El surgimiento de editoriales fuertes con una sólida estructura comercial en cada uno de nuestros países permite que los autores puedan ser publicados en su tierra. Pero como muchos de estos sellos son filiales de grandes grupos transnacionales, su difusión fuera del propio país tropieza con los obstáculos mencionados antes. Y en lo que se refiere específicamente a los libros para niños y jóvenes, es muy difícil que los mecanismos para influir en las compras institucionales sean eficaces más allá de las fronteras.
También en este ramo el pez grande se ha comido a los chicos, pero la dimensión no es garantía de eficacia. La ventaja comparativa del editor independiente radica en su velocidad de decisión; a partir de allí, todas son desventajas, especialmente en este campo específico, donde escasamente la compra es decidida por los propios lectores o quienes los representan.
¿Cuál es la posibilidad de subsistencia de las editoriales autónomas y de dimensiones reducidas, que carezcan de subvenciones, en mercados donde parecen imperar monstruos imposibles de enfrentar?
Convertidos en una especie de luchadores de sumo, los grandes grupos transnacionales, cada vez más gordos y pesados, arrasan forestas –literalmente– cual paquidermos enloquecidos, a la búsqueda de éxitos de venta masivos, hipnotizados por el marketing. Son, como me dijo un ejecutivo de uno de ellos, como pelotas dentro de una caja: al ser esféricas, dejan entre sí pequeños espacios que pueden ser ocupados por pelotitas de menor tamaño, que serán absorbidas o asfixiadas en cuanto intenten exceder ese mínimo espacio vital.
En la Feria de Frankfurt de 1974 encontré bellísimos e inteligentes libros infantiles en el pequeño stand de una editorial muy pequeña de Nueva York: Atheneum. Con un módico anticipo a cuenta, compré para Ediciones de la Flor los derechos en castellano de un título: era el ya mencionado Los animales no se visten, un prodigio de humor acerca de lo ridículo de pretender ponerles ropa a los bichos, como por ejemplo, corbatas a una jirafa.
Lo tradujimos y publicamos en 1975, y desde entonces se reedita periódicamente, convertido en un long seller. Poco tiempo después, Atheneum fue adquirida por el grupo Macmillan y comenzamos a enviar las liquidaciones de derechos a otra persona, que permaneció en su cargo cuando –un tiempo después– Murdoch, el magnate australiano de la prensa, compró Macmillan.

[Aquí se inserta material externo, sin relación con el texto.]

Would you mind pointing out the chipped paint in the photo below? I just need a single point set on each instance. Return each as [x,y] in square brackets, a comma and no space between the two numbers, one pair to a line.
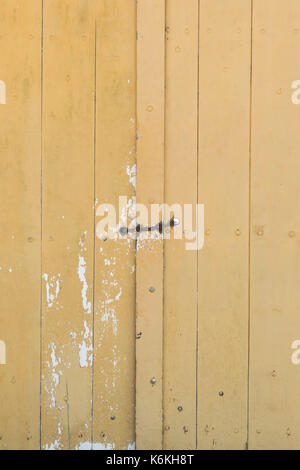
[53,287]
[81,274]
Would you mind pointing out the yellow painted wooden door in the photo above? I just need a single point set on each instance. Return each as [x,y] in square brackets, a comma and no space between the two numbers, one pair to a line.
[124,342]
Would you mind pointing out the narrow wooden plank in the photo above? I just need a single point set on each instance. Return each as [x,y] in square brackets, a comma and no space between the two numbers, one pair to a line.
[114,380]
[180,283]
[20,149]
[150,190]
[275,223]
[68,223]
[225,38]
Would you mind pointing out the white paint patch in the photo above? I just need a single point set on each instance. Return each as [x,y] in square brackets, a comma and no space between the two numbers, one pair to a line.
[131,172]
[81,274]
[95,446]
[52,288]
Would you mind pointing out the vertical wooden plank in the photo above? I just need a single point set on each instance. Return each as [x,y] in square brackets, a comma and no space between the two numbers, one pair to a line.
[68,222]
[180,283]
[225,38]
[114,380]
[150,190]
[275,221]
[20,148]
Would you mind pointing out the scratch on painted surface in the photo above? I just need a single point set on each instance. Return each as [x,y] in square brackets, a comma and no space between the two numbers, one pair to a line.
[53,287]
[86,345]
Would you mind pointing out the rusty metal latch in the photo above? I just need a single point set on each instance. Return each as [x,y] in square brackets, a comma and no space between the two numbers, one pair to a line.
[159,227]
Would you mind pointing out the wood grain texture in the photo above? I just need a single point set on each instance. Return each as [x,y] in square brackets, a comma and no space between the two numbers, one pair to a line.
[180,275]
[224,113]
[114,376]
[150,190]
[68,223]
[275,255]
[20,234]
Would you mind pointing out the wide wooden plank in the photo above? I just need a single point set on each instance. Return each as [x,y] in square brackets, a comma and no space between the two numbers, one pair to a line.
[275,224]
[114,379]
[180,282]
[68,223]
[224,113]
[20,234]
[150,190]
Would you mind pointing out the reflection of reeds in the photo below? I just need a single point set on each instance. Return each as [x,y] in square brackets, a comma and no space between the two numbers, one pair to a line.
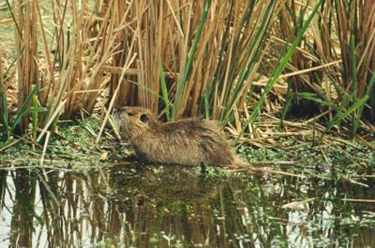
[151,205]
[193,58]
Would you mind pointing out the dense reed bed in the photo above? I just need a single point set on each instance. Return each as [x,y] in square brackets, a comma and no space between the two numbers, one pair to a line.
[240,62]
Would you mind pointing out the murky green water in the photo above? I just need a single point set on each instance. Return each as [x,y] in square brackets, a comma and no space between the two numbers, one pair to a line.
[154,206]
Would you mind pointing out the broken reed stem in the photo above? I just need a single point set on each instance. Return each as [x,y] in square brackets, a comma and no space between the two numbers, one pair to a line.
[114,97]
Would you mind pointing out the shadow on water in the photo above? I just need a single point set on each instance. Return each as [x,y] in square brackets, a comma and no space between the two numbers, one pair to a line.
[173,206]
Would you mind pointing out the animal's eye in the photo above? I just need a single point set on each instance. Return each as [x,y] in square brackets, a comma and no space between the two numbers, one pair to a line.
[144,118]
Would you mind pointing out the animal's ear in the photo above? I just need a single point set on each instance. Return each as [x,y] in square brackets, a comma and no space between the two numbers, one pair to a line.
[144,118]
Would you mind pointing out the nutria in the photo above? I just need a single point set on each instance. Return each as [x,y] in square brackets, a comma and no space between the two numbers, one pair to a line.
[184,142]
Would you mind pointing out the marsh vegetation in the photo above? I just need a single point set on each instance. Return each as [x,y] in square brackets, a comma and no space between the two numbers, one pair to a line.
[291,83]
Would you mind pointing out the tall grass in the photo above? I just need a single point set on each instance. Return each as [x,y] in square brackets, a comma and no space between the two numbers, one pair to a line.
[188,58]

Pero esta simpática ejecutiva desapareció, dejando un mensaje de despedida en el contestador de su interno, cuando Simon & Schuster, un grupo mayor con un inmenso rascacielos en la Sexta Avenida, adquirió la compañía. La última vez que les acerqué una liquidación de derechos tuvieron que buscar en la computadora el título del que se trataba. Y pocos meses después, nuevamente preguntaban por fax qué era lo que pagaba nuestro cheque. No hace mucho, Simon & Schuster fue comprada a su vez por Pearson, un grupo inglés aún más grande que Viacom, el que la vendió (los señores Simon y Schuster existieron y fueron editores, pero habían sido devorados hace tiempo). ¿Encontrará su camino hacia “mis” autores nuestro próximo cheque o se perderá entre burócratas y empresas subsidiarias?
Sería muy difícil la subsistencia en el mundo globalizado de un productor autónomo de sardinas enlatadas, pero pienso que el del libro es uno de los pocos campos donde todavía las pequeñas y medianas compañías pueden mantenerse.
La variedad de la creación escrita y el gusto humano enriquecen al mundo, y abren siempre –hasta ahora– nuevas posibilidades para los editores alertas y veloces en sus reacciones. Y los afectos –¡caramba, miren de qué antigualla estoy hablando!–, siempre que estén estimulados por la eficacia profesional, la rapidez de decisión y el cumplimiento de los compromisos, todavía determinan las elecciones de muchos autores.
Confiemos en que esta afirmación general sea aplicable también a los libros para niños y jóvenes. 5
Ponencia pronunciada por Daniel Divinsky (director de Ediciones de la Flor) en el 27º Congreso Mundial de IBBY (International Board on Books for Young People) realizado en setiembre del 2000, en la ciudad de Cartagena de Indias, Colombia.